Cybercriminals are employing a sophisticated technique called “transaction simulation spoofing” to steal cryptocurrency, with a recent attack resulting in the theft of 143.45 Ethereum (ETH), valued at nearly $460,000.
This exploit, identified by blockchain security platform ScamSniffer, targets vulnerabilities within the transaction simulation features of modern Web3 wallets—tools designed to protect users from malicious and fraudulent transactions.
How the Attack Works
Transaction simulation is a security feature that allows users to preview the outcome of a blockchain transaction before approving and executing it. This function helps users verify transaction details, such as:
- The amount of cryptocurrency being sent or received.
- Applicable gas (transaction) fees.
- Changes to on-chain data resulting from the transaction.
Attackers exploit this feature by directing victims to a fraudulent website disguised as a legitimate platform. On this site, users are prompted to interact with a seemingly harmless “Claim” function. The simulation preview misleadingly shows that the user will receive a small amount of ETH.
However, due to the brief time gap between simulation and actual execution, attackers manipulate the on-chain contract state, altering the transaction’s behavior. When the user approves the transaction based on the simulation, they unknowingly authorize the transfer of their entire cryptocurrency balance to the attacker’s wallet.
ScamSniffer reported a real-world example where a victim signed the deceptive transaction just 30 seconds after the contract state was modified, leading to the loss of 143.45 ETH.

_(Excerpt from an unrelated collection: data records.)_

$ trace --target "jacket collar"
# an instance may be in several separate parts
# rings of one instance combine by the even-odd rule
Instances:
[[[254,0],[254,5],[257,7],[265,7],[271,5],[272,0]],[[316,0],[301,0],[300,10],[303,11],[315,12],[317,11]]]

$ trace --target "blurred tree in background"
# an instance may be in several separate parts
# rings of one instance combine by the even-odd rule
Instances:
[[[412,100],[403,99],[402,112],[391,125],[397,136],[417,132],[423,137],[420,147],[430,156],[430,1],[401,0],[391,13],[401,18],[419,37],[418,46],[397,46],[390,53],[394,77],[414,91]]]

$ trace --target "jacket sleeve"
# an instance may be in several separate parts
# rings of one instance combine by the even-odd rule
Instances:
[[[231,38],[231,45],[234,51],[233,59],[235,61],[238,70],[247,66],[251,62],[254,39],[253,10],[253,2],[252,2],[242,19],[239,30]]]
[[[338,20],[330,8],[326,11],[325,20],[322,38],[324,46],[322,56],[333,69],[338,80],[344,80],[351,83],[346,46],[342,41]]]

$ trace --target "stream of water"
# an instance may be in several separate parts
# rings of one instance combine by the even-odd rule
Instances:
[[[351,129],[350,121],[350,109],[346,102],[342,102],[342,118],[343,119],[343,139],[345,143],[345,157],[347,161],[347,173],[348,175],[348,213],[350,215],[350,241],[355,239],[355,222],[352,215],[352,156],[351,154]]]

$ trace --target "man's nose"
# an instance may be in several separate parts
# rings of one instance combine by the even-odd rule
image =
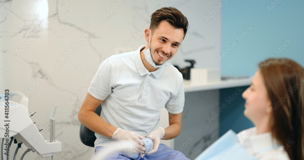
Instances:
[[[170,54],[171,52],[171,44],[166,44],[163,48],[165,53]]]

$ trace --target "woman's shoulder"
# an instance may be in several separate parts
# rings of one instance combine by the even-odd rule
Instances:
[[[288,154],[284,149],[284,147],[280,147],[272,151],[258,155],[257,158],[259,160],[290,160]]]

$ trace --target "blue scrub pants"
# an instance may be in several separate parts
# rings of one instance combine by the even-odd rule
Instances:
[[[103,147],[96,147],[95,148],[95,152]],[[140,153],[133,153],[126,155],[123,151],[122,151],[116,152],[113,154],[112,155],[108,156],[106,159],[190,160],[181,152],[175,151],[162,144],[160,144],[158,149],[156,152],[152,154],[146,155],[143,157],[140,157],[141,154]]]

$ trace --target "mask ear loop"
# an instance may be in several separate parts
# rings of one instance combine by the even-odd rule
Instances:
[[[149,29],[150,30],[150,29]],[[149,37],[149,49],[150,49],[150,42],[151,42],[151,30],[150,30],[150,35]],[[150,50],[150,51],[151,52],[151,50]]]

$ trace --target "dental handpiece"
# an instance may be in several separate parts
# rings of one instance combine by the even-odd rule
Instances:
[[[56,111],[56,108],[57,106],[55,107],[53,113],[51,115],[50,118],[50,142],[53,142],[55,141],[55,111]]]

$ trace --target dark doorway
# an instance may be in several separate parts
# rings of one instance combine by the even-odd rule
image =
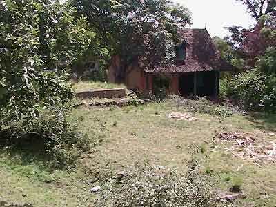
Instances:
[[[179,91],[183,96],[196,95],[198,96],[215,96],[218,86],[218,78],[215,71],[185,72],[179,76]],[[195,81],[196,81],[195,84]],[[216,86],[217,85],[217,86]],[[196,87],[195,90],[195,86]]]
[[[170,79],[164,75],[153,77],[153,95],[159,98],[165,98],[170,88]]]
[[[194,92],[194,72],[185,72],[179,76],[179,92],[181,95]]]

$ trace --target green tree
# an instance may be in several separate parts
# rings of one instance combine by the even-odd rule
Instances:
[[[123,67],[140,59],[145,66],[173,63],[177,29],[191,23],[187,8],[168,0],[72,0]],[[124,68],[123,68],[124,69]]]
[[[275,0],[237,0],[246,6],[251,16],[259,21],[263,15],[276,15]]]
[[[33,119],[41,107],[72,97],[63,72],[95,36],[86,17],[75,18],[73,12],[59,1],[0,1],[0,126]]]

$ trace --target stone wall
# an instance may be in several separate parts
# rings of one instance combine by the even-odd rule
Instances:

“This new attack vector represents a significant evolution in phishing techniques,” stated ScamSniffer. “Instead of relying on basic deception, attackers are now exploiting trusted wallet features that users depend on for security. This advanced method makes detection much more difficult.”
Mitigation Strategies for Wallet Developers
To counteract such threats, ScamSniffer recommends several security improvements for Web3 wallets:
- Limit Simulation Refresh Rates: Align refresh rates with blockchain block times to reduce the window for manipulation.
- Mandatory Simulation Refresh: Force wallets to refresh simulation results before executing critical actions.
- Expiration Warnings: Implement alerts that notify users when simulation results become outdated.
Precautions for Crypto Holders
For cryptocurrency users, this incident highlights the risks of fully trusting wallet transaction simulations. To enhance security, users should:
- Exercise caution with “free claim” offers on unfamiliar websites.
- Only interact with verified and trusted decentralized applications (dApps).
- Regularly review wallet permissions and revoke access to suspicious platforms.
As phishing tactics grow more sophisticated, staying vigilant and adopting secure practices is crucial for protecting digital assets.